Tractor fatality - farmer in court
Tractors are an integral part of farm businesses, but they are also a key contributor to New Zealand’s agricultural
industry’s unacceptable number of farm deaths. In the last six years 30 New Zealanders have died while using them.
And WorkSafe is warning farmers that they are legally required to have an effective way of identifying and managing the
risks involved in their work on farms, this includes the risks involved in the use of vehicles.
The message follows the sentencing of Scott Alexander McRae in the North Shore District Court this week after a worker
on his Wellsford farm was killed in a tractor incident in December 2016.
The worker was driving a tractor and towing a trailer carrying two bales of bailage when he lost traction on a sloped
piece of land. The tractor and trailer jack-knifed and the tractor rolled, fatally injuring the driver.
WorkSafe’s investigation found systemic failures by the farmer to do a risk assessment of the entire farm and the work
tasks taking place on it. It also found that he had failed to identify the need for a maintained and effective roll over
protection on the tractor after it was found to be severely corroded. This was contrary to guidance on roll over
protective structures on tractors.
WorkSafe’s Head of Specialist Interventions Simon Humphries commented:
“A health and safety system helps you as an employer to identify the risks that might kill or seriously injure yourself,
your workers and others on your farm. It’s not about adding paperwork or having more work to do. It’s about
incorporating it in what you do every day and ensuring that everyone can head home healthy and safe at the end of it.”
“The failures on behalf of the duty holder showed a general lack engagement in health and safety matters. There were
shortcomings throughout the operation and this is a tragic instance where these failures have been realised.”

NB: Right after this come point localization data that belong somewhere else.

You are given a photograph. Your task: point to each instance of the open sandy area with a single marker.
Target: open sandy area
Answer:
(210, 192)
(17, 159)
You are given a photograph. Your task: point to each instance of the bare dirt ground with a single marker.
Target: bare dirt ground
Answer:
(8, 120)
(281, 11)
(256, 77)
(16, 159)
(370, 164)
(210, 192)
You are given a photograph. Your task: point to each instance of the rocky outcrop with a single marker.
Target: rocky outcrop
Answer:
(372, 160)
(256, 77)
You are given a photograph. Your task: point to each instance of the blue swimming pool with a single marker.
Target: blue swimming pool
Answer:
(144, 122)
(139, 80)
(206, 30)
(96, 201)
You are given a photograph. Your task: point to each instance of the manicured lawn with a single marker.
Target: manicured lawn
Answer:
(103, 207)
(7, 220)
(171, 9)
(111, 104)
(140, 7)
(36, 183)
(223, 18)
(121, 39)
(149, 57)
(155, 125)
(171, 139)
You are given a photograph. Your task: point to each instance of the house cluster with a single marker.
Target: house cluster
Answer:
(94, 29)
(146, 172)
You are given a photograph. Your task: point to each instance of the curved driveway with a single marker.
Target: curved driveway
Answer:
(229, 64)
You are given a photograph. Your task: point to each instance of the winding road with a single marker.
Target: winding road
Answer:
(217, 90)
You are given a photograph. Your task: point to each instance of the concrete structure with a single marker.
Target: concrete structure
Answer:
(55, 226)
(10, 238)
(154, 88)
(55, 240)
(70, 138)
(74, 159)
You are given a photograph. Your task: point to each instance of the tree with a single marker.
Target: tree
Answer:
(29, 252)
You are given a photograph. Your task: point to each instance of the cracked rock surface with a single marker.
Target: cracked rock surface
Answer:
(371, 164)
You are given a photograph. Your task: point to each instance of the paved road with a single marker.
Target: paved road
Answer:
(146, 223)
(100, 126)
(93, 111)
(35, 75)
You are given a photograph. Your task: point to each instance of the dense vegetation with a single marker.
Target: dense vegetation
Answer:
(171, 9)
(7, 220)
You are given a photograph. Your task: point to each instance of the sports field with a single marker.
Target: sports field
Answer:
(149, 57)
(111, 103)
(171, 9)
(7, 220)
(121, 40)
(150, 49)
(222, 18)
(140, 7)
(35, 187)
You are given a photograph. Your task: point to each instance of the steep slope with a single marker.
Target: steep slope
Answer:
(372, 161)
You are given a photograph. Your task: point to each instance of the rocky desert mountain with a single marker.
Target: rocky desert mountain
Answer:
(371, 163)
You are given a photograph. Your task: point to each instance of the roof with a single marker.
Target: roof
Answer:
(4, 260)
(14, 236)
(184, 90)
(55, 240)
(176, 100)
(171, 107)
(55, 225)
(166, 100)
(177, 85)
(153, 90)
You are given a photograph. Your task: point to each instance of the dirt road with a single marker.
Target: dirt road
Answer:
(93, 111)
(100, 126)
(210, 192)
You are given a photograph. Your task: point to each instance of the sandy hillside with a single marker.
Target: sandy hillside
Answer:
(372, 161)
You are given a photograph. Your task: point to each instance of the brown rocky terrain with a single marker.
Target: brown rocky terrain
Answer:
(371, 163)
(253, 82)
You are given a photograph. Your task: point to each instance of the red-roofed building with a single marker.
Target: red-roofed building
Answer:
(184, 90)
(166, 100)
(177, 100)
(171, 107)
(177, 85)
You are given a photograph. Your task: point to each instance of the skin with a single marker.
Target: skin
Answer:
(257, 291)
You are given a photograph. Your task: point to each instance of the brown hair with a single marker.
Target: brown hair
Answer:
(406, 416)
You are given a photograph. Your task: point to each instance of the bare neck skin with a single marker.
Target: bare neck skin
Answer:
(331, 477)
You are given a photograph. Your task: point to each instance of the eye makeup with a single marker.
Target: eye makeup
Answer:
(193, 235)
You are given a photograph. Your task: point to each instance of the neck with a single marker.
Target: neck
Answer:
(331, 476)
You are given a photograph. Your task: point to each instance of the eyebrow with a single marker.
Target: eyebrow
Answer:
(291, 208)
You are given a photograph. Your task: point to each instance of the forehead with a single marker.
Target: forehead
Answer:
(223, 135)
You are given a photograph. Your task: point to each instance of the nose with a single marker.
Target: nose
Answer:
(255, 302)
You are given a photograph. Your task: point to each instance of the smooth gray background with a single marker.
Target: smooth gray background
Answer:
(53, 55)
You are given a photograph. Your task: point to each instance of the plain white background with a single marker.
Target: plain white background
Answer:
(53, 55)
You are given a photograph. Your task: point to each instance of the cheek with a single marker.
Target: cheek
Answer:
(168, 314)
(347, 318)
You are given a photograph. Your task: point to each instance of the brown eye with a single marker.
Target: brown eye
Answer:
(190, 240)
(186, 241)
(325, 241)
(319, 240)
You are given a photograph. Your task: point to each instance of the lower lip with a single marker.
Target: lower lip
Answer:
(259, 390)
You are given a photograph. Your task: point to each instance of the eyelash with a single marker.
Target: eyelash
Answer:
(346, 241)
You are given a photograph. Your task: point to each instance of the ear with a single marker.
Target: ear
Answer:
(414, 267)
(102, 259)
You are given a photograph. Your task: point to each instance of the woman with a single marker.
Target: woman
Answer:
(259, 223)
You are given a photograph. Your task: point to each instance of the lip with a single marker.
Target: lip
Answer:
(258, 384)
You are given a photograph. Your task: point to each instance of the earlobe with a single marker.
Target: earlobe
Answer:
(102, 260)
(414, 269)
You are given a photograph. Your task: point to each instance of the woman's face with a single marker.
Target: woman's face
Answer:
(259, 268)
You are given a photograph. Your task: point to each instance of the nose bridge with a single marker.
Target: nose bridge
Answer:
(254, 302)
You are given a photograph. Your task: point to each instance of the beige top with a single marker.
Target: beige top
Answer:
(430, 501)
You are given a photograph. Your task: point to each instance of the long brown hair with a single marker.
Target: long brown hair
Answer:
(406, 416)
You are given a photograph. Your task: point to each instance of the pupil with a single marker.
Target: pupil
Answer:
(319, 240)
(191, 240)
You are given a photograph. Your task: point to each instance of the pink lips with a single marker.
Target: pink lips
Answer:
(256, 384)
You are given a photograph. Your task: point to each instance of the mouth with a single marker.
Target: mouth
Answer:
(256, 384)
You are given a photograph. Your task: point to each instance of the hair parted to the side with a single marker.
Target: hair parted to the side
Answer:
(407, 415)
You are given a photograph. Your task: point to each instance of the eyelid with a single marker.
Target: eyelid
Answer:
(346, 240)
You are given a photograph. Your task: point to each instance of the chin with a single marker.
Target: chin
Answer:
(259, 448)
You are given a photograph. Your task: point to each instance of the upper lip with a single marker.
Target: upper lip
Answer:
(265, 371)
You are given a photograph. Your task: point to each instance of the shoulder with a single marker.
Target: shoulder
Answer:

- A fine of $70,000 was imposed.
- Reparations of $130,000 were ordered.
- Scott Alexander McRae was charged under sections 36(1)(a), 48(1) and (2)(b) of the Health and Safety at Work Act 2015.
o Being a PCBU, failed to ensure, so far as was reasonably practicable, the health and safety of workers who worked for
the PCBU, while at work in the business or undertaking.
- The maximum penalty is a fine not exceeding $300,000.